The Way Out of a Spiritual Crisis

A member of the congregation loaned me a book, The Sure Victory, by Madame Chiang Kai-shek. Also known by her given name, Soong Mei-ling, Madame Chiang was the First Lady of the Republic of China. She rallied the Chinese people against the Japanese invasion of China in the 1930s. Educated at Wellesley College, she made several visits to the U.S. to win support for the Chinese war effort against Japan. When her husband’s Nationalist government fell to the Communists in 1949, Madame Chiang retreated with her husband to Taiwan, but she continued to be active in international political and humanitarian efforts.

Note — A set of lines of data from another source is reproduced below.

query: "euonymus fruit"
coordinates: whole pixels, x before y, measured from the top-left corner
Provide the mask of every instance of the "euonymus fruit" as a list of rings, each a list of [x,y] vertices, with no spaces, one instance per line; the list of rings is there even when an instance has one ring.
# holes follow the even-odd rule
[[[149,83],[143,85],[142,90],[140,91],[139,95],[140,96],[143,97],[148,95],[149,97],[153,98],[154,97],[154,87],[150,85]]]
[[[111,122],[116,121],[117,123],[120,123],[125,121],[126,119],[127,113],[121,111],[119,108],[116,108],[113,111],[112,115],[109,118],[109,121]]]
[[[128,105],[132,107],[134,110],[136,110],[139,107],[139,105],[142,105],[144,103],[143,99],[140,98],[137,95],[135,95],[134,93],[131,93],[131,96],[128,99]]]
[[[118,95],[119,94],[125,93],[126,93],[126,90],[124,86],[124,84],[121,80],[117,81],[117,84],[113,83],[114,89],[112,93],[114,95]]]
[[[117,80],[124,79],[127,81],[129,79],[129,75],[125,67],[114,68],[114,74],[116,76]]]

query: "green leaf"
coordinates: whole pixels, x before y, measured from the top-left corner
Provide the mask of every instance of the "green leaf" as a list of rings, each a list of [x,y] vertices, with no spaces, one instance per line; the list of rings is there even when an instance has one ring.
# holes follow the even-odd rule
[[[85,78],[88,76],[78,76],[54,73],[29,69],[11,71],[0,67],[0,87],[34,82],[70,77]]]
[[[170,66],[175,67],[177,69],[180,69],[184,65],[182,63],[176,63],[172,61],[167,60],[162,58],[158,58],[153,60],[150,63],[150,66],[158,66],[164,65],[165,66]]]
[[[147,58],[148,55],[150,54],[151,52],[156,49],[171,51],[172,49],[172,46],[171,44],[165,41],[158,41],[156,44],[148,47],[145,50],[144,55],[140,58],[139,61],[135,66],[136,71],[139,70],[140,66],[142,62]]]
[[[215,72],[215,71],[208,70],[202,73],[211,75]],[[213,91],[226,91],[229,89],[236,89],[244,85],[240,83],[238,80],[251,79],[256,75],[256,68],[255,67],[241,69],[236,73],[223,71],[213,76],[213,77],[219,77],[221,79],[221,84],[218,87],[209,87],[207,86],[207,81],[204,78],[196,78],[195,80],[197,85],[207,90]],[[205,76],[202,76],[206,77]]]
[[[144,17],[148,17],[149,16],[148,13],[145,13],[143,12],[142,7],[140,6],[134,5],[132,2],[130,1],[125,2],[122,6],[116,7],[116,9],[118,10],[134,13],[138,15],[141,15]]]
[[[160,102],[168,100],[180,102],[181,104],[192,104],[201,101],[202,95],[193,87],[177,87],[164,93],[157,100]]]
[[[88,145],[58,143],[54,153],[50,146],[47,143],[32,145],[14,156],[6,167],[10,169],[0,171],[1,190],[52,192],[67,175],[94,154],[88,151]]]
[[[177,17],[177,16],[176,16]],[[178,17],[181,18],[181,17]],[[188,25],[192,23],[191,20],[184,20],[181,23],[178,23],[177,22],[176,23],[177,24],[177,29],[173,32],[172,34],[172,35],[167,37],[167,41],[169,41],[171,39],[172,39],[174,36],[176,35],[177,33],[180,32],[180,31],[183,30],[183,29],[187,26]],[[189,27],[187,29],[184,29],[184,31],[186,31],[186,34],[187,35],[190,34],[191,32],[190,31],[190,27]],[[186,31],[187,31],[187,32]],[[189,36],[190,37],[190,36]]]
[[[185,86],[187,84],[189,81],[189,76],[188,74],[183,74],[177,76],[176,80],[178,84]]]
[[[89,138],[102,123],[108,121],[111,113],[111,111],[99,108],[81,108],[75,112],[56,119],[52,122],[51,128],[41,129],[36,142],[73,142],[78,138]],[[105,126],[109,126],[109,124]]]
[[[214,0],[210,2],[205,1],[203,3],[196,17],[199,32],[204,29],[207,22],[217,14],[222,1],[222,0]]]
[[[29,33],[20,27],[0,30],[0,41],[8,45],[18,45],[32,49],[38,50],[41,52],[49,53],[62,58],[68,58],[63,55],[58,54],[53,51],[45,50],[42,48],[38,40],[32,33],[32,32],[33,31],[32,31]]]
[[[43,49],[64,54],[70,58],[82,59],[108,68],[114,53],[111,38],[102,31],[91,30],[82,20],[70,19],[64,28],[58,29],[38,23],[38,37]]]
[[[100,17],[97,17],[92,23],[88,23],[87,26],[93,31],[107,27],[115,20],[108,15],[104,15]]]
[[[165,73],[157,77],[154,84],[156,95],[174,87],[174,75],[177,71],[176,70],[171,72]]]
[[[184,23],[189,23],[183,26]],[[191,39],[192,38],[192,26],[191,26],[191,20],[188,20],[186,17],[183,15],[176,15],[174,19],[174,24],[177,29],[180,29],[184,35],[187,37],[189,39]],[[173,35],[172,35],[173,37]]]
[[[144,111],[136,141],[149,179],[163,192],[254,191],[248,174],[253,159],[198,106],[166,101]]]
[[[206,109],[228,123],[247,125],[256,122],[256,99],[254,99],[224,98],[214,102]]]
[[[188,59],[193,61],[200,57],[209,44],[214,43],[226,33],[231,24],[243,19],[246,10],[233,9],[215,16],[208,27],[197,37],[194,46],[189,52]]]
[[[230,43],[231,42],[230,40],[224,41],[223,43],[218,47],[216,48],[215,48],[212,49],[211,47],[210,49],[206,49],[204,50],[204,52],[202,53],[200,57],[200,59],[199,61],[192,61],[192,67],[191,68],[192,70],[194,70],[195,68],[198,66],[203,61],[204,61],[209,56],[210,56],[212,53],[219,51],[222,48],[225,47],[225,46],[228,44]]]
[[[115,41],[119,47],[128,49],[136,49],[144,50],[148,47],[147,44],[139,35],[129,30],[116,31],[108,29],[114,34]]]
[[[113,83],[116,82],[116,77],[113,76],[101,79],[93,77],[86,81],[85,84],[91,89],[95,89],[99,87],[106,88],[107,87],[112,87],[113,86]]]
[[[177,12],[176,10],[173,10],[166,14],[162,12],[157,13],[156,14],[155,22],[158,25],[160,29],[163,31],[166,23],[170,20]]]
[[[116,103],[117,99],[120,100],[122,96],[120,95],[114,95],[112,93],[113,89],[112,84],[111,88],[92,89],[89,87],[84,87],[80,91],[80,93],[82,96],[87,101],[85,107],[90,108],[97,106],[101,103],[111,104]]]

Madame Chiang was a Christian. The Sure Victory is the story of her growing faith in the power of prayer, and her experience of being a woman of faith on an international stage.


Madame Chiang’s first spiritual crisis was her mother’s death in 1931, coupled with natural disasters and a rising Communist insurgency inside China and Japanese threats from the outside. She did not know how to bear the burdens of living without her mother to rely on. At that time, she noticed that her husband, who had recently converted to Christianity, was, with a great deal of difficulty, making his way through the Old Testament. Madame Chiang had taken a course in Old Testament at Wellesley. She dug out her old notes and helped her husband make sense of the history, poetry, and prayers of God’s covenant people. That experience led to the couple praying together every

morning and evening. She wrote that, with faithfulness to prayer and learning over the years, there often came “a feeling of deep spiritual peace… bringing a completely annihilated self, with the mind in quiet and continuous absorption in the keen contemplation of God.”


These days, many of us are experiencing a similar spiritual crisis brought about by the combination of personal grief, political crises, and public health disasters. I wonder if the path to healing and wholeness for Christians in crisis lies along the same paths that Madame Chiang ventured: mentoring and teaching new Christians. Take a look around you. Who do you know who is new to the faith, or is delving deeper into discipleship? Come along beside them, and offer your wisdom and experience to them. See if you don’t find a deeper peace, one that the turmoil of the present moment can’t disturb.